I have to correct myself. IMHO, the deadlock is far from obvious. I always get lost in the code and the documentation is not clear. I always get lost.
Never?
kobject_put() to be precise.
IMHO, the problem is actually with kobject_del() that gets blocked until the sysfs interface gets removed. kobject_put() will have the same problem only when the clean up is not delayed.
When I started working on the support for module/live patches removal, calling kobject_put() under our klp_mutex lock was the obvious first choice given how the code was structured, but I ran into problems with deadlocks immediately. So it was changed to async approach with the workqueue. Thus the mainline code has never suffered from this, but we knew about the issues.
The historic code only waited in the module_exit() callback until the sysfs interface was removed.
OK, then Luis shouldn't consider livepatching as one such issue to solve with one generic solution.
It's not what I was told when the deadlock was found with zram, so I was informed quite the contrary.
From my perspective, it is quite easy to get it wrong due to either a lack
of generic support, or missing rules/documentation. So if this thread leads to "do not share locks between a module removal and a sysfs operation" strict rule, it would be at least something. In the same manner as Luis proposed to document try_module_get() expectations.
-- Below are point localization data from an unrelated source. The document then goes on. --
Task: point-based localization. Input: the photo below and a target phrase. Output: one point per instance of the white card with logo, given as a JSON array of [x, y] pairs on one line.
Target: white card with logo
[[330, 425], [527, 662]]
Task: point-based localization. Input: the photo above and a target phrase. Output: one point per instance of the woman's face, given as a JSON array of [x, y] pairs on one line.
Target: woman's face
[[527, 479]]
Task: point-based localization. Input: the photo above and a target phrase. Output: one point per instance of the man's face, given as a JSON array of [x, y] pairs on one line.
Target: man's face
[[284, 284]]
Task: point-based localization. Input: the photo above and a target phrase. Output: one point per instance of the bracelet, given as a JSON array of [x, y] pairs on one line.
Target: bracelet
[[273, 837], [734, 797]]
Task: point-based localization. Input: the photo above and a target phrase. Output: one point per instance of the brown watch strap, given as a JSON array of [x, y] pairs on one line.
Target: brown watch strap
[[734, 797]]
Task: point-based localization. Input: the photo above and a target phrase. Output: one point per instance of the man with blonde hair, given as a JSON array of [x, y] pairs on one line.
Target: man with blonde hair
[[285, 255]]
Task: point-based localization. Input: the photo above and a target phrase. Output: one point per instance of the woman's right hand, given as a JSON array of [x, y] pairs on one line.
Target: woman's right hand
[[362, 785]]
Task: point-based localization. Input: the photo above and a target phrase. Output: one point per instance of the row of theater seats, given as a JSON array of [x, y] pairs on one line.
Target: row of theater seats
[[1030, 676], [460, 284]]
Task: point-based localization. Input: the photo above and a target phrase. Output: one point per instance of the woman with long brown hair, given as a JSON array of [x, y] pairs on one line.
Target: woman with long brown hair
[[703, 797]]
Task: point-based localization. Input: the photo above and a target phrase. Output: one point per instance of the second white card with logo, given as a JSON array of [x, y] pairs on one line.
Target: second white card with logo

The rule "do not share locks between a module removal and a sysfs operation" is not clear to me.
IMHO, there are the following rules:
1. rule: kobject_del() or kobject_put() must not be called under a lock that is used by store()/show() callbacks.
reason: kobject_del() waits until the sysfs interface is destroyed. It has to wait until all store()/show() callbacks are finished.
2. rule: kobject_del()/kobject_put() must not be called from the related store() callbacks.
reason: same as in 1st rule.
3. rule: module_exit() must wait until all release() callbacks are called when kobject are static.
reason: kobject_put() must be called to clean up internal dependencies. The clean up might be done asynchronously and need access to the kobject structure.
Best Regards, Petr
PS: I am sorry if I am messing things. I want to be sure that we are all talking about the same and understand it the same way.